クラウドサービスの中で、最も高いシェアを占めているのがAmazonが提供しているAWS(Amazon Web Services)です。そのため、インフラエンジニアにもクラウドの知識が求められるようになり、特にAWSの重要度が増しています。
インフラエンジニアを取り巻く業界変化:インフラ環境がオンプレからクラウドへ移行している
クラウドは物理的な機器の設置が必要なく、コスト削減や時間短縮のメリットがあることから導入する企業は着実に増えています。
総務省の「令和3年版情報通信白書」(総務省|令和3年版 情報通信白書|表紙)
によると、クラウドサービスを一部でも利用している企業は2018年に58.7%、2019年に64.7%、2020年に69.7%と、年々増加しています。
世界的なクラウドインフラ市場のシェアは、Amazon、Microsoft、Googleの3社で65%を占めていて、特にAmazonは約34%で最も大きな割合を占めています。
インフラエンジニアがAWSを身につけるメリットとは
インフラエンジニアにとって、最も大きなシェアを持つAWSの知識を身につけることはメリットが多いです。
AWSは提供しているサービスの数も多いため、業務の幅が広がり、年収アップも期待できるでしょう。

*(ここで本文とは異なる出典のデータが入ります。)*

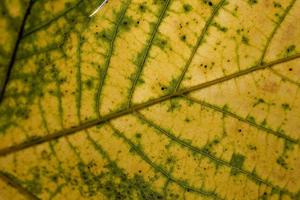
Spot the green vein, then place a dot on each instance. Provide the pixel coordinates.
(47, 23)
(199, 42)
(8, 69)
(106, 118)
(204, 153)
(285, 78)
(110, 53)
(78, 80)
(148, 48)
(58, 95)
(160, 169)
(281, 19)
(233, 115)
(12, 182)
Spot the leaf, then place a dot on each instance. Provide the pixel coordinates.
(151, 99)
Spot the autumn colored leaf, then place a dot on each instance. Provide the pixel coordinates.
(150, 99)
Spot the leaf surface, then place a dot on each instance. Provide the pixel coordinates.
(160, 99)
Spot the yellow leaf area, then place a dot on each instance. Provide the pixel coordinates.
(11, 14)
(152, 99)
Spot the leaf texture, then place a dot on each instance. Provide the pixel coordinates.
(159, 99)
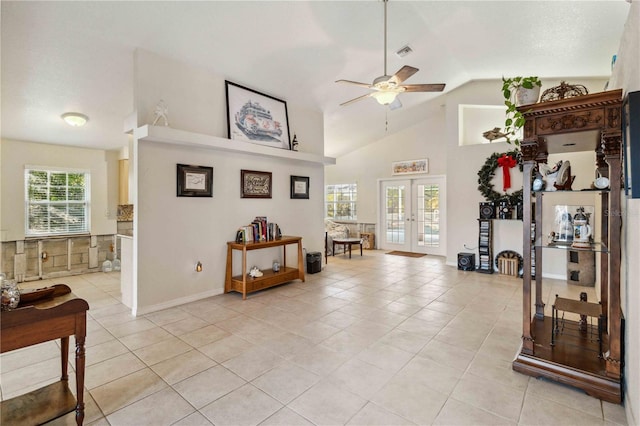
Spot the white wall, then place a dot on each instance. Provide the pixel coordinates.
(365, 165)
(103, 166)
(626, 76)
(464, 162)
(172, 233)
(196, 100)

業務範囲が広がり、インフラエンジニアとしての価値が上がる
AWSは200を超えるサービスを提供しています。日本国内でも数十万を超える顧客が利用しているとされています。
多数の企業が導入している状況で、AWSのクラウドサービスを扱えることは、インフラエンジニアとしての価値を高めることに繋がります。
年収が上がる
AWSのインフラエンジニアの年収は500万円〜700万円が一般的で、他のエンジニアよりも高い傾向にあります。
オンプレミス型からクラウド型へ移行する企業が増えているため、AWSを扱えるエンジニアの需要も高まり、企業は優秀な人材を確保するために給与を上げたり案件の単価を上げたりしているからです。
大規模プロジェクトに関わったり、プロダクトマネージャーの経験があれば1000万円クラスの年収も可能になります。クラウド型への移行でマネジメントの経験があり、エンジニアのリーダー的な役割を務められる人材は企業が必要としています。
AWSを利用している企業やサービスが多いため、転職や案件に困らない
クラウドの導入で他の先進国と比べて日本は遅れをとっています。そのため、今後もAWSの導入企業は増えていくでしょう。オンプレミス型も一定数は残ると思われますが、コスト面でメリットが大きいクラウド型が今後の主流となっていきます。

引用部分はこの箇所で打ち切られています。